The problem area concerns the social movement itself and its achievements, organization, strategies, resources, and relative success. These aspects, however, cannot be viewed without including the contextual and historical circumstances in which the events have unfolded. As such, the political situation, domestically and internationally, cultural influences, macro-economic and macro-social indicators to describe the situation of the country are included to account for the situation in which the social movement has emerged, operated, developed and spread, and which is also the extrinsic reality that the movement has sought to influence.

1.3.1 Problem formulation


Why has the demonstration of Guatemala been so efficient in mobilizing the general population in spite of both cultural and resource-based obstacles that should work against such mobilization? In addition, how well and with what methods and strategies has the movement been able to create and maintain its momentum through 4½ months of continuous demonstrations?

1.3.2 Research Questions


  1. Which political processes facilitated or inhibited the relative success of the social movement in achieving its asserted goals?

  2. How has organizations influenced the developments of the social movement particularly in relation to mobilization, resources, sustaining and spreading the social movement? This takes into considerations both organization prior to and concurrent with the social movement.

  3. How has the movement been able to overcome cultural and socio-economic obstacles and join people from all parts of society in a unified movement?


1.3.3 Purpose of research


An important question of the social research project is to answer what the purpose of the research is. (Bryman 2012: 6). This question can generally be visualized as two dimensional with ‘practical implications and value’ being one extreme and ‘adding to the accumulation of knowledge’ being the other extreme. The former category relates research in social sciences to practical matters and aspects and aspires to research questions and provide answers that make a real difference in practical terms, that is, for people in real life. On the other hand, research that focus on adding to the accumulation of knowledge are not necessarily concerned whether or not the knowledge acquired through the research contributes to make changes for people in their every-day lives. Research of this kind may or may not have implications for real life practice but it is definitely not undertaken to meet any such ambition.

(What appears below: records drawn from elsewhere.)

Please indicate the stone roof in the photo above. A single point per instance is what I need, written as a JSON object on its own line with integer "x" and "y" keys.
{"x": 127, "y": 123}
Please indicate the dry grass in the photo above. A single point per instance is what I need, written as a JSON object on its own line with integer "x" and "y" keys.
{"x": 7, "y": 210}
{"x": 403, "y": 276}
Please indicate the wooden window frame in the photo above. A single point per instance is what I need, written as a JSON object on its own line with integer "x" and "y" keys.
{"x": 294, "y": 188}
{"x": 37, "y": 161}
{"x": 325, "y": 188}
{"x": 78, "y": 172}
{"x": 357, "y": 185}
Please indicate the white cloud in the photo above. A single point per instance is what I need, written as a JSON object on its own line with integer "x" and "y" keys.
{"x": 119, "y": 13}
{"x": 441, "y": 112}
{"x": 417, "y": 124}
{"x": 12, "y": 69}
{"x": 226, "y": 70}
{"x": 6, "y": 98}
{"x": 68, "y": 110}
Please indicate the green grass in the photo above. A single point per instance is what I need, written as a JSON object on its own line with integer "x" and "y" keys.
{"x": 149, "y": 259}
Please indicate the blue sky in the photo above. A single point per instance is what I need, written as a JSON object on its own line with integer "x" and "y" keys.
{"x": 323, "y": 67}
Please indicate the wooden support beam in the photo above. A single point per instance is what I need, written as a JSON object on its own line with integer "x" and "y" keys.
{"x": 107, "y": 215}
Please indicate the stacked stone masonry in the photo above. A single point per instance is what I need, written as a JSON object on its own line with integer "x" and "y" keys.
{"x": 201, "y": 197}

The purpose of this research falls in a category somewhere in between the two extremes goals. While I see the possibility of the research to contribute to real-life issues and practices as desirable, I believe the goal of adding to the generation of knowledge is equally important, the same view Becker, Bryman & Sempik found to be dominant amongst UK social policy researchers (Becker, Bryman & Sempik 2006: 6). The inquiry is, therefore, not intended to favor any of the two extreme positions in the two-dimensional evaluation framework presented above, adopted from Bryman’s definitions. I have tried to balance the two influences by choosing an on-going situation, with active social movement organizations and vast areas of contestation in the society in focus, and using this as a case study for the research, thus focusing exclusively on a single-case instance of this particular phenomenon and on its special characteristics. These practitioners, then, could benefit from the conclusions of this study in the continuing struggle to end corruption, political impunity and social injustice, albeit whether or not they may I cannot assess from the outset of the research. The reason is that in order to balance the importance of adding to the existing pool of knowledge, the study is modeled towards this ambition rather than the former. Thus, the research is directed towards questions pertaining to the existing literature and towards testing these practically, rather than questions directed towards influencing practices and making changes.